The Police Association is calling for the Government to crack down on online firearms sales following the two fatal shootings in Northland last week by a man without a gun licence.

Police Association president Chris Cahill urged politicians to re-look at the recommendations from the Law and Order Select Committee Inquiry into the illegal possession of firearms in New Zealand.

The Herald revealed at the weekend that Quinn Patterson did not have a licence but was buying firearms and selling accessories for military weapons until the day he died.
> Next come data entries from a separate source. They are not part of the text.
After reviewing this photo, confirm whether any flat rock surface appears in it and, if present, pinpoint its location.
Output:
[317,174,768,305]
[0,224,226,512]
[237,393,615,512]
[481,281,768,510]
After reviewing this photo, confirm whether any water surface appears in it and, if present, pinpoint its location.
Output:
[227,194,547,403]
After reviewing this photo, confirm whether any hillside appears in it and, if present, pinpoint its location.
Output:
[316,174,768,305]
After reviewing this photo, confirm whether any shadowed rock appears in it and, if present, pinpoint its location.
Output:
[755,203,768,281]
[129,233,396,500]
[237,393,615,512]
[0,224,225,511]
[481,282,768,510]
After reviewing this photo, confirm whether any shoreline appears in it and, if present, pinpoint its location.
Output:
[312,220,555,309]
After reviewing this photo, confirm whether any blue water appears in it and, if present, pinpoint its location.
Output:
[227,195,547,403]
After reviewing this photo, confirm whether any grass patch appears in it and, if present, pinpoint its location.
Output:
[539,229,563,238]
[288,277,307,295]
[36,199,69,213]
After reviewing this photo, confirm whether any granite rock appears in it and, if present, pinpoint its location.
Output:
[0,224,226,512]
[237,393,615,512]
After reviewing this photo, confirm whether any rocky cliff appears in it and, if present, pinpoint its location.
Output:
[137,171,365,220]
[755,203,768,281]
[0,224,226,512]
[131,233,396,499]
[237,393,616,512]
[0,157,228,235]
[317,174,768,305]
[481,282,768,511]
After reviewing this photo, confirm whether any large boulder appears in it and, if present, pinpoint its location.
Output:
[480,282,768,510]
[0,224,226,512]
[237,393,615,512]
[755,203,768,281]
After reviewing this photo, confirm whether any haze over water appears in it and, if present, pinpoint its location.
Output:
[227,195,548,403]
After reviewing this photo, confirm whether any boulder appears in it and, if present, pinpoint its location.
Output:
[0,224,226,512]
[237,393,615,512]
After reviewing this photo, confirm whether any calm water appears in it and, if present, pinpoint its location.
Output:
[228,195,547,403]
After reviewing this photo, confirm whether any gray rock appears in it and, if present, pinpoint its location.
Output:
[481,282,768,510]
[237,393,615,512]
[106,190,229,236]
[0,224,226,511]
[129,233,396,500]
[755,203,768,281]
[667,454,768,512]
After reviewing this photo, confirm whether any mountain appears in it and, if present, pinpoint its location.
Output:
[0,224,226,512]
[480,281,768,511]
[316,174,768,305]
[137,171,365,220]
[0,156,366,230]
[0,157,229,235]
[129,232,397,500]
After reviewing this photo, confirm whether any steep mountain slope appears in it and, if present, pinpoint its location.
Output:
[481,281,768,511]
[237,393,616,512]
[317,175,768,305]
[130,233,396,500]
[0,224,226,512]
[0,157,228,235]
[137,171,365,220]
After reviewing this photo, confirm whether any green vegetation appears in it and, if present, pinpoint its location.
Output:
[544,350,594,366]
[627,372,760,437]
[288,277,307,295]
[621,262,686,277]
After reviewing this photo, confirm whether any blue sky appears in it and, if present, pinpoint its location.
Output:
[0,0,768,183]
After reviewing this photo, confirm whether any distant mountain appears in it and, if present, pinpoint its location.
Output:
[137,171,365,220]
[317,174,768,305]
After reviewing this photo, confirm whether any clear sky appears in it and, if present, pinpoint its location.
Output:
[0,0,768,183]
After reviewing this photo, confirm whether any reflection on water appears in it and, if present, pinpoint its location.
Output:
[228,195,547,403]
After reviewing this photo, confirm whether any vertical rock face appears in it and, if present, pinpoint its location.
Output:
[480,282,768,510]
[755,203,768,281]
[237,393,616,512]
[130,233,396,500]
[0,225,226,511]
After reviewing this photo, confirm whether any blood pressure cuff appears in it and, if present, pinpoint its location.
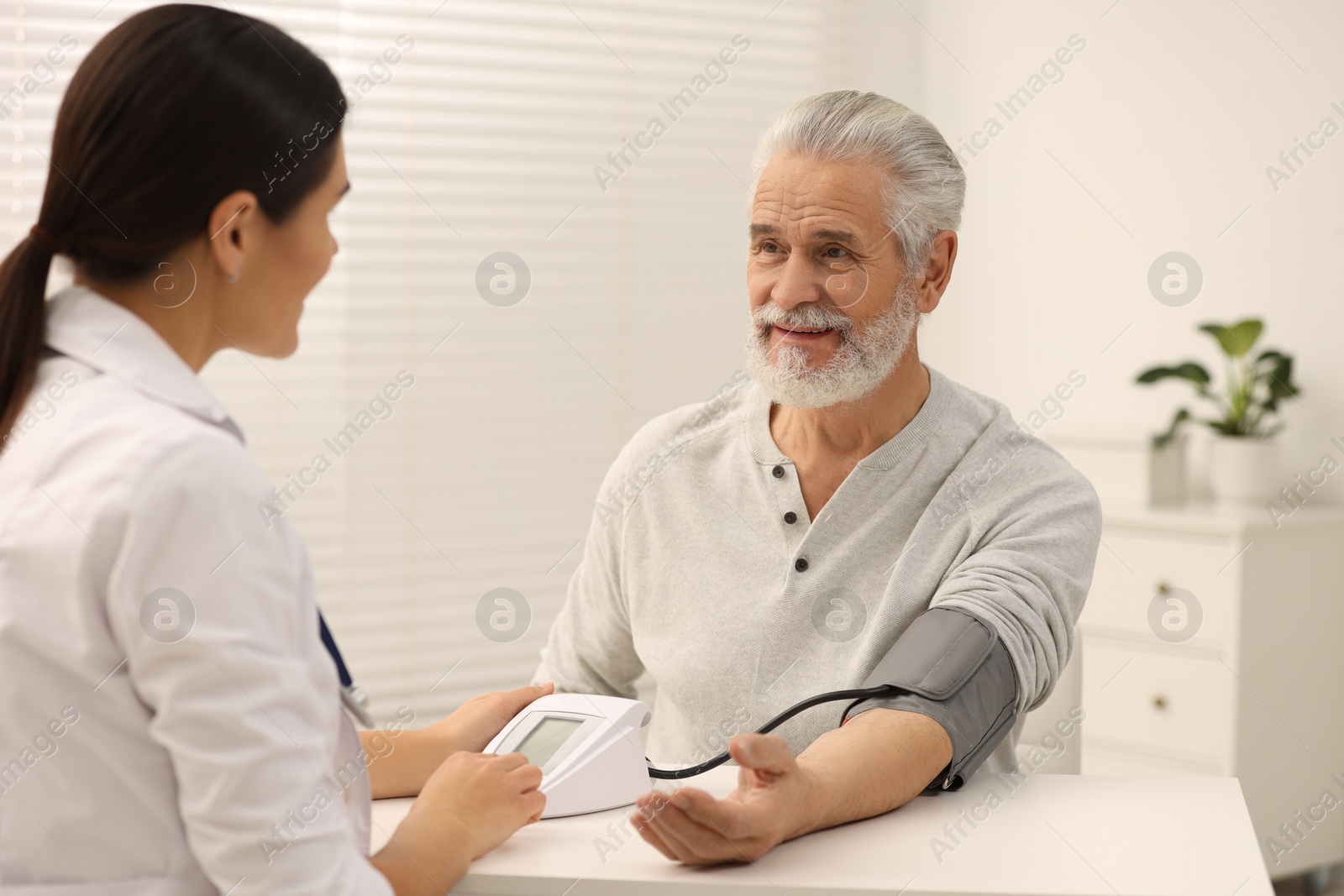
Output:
[842,607,1017,790]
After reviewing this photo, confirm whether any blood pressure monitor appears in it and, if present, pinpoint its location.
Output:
[486,693,652,818]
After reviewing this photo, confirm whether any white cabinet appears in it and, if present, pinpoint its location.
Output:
[1079,505,1344,878]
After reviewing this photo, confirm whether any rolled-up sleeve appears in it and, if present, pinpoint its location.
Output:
[929,448,1100,715]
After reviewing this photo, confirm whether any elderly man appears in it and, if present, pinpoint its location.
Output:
[535,92,1100,864]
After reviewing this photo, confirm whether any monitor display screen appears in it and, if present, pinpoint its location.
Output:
[517,716,583,766]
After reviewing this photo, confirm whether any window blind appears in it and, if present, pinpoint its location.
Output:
[0,0,827,724]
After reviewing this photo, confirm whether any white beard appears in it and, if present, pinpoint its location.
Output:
[746,284,919,407]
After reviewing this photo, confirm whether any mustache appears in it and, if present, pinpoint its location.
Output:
[751,302,853,336]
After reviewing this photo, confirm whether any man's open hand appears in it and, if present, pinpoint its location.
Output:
[630,735,811,865]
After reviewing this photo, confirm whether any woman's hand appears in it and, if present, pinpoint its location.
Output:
[370,752,546,896]
[359,683,555,799]
[426,681,555,755]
Patterson was linked with a TradeMe account offering police tactical or military-style weapon accessories.

He fatally shot property manager Wendy Campbell and her daughter Natanya when they went to his Northland rental home.


The select committee report recommended a registration process for websites where firearms, parts or ammunition was traded, which Cahill said would give police officers more confidence.

"This would give us assurance that online purchasing regimes would have necessary protections, but politicians rejected registration."

However, the Police Association's own policy went further and wanted the online sales of firearms banned.

The Police Association said the existing firearms regulations fell short as it did not ensure all people buying firearms had licences or that those purchased actually went to the licenced person who purchased the weapon online.

Cahill said significant improvements would need to be made to ensure only clearly identifiable licensed firearms owners could purchase and receive firearms before the association relaxed its position.

The Police Association said Trade Me supported its view that there should be a register of all firearms serial numbers.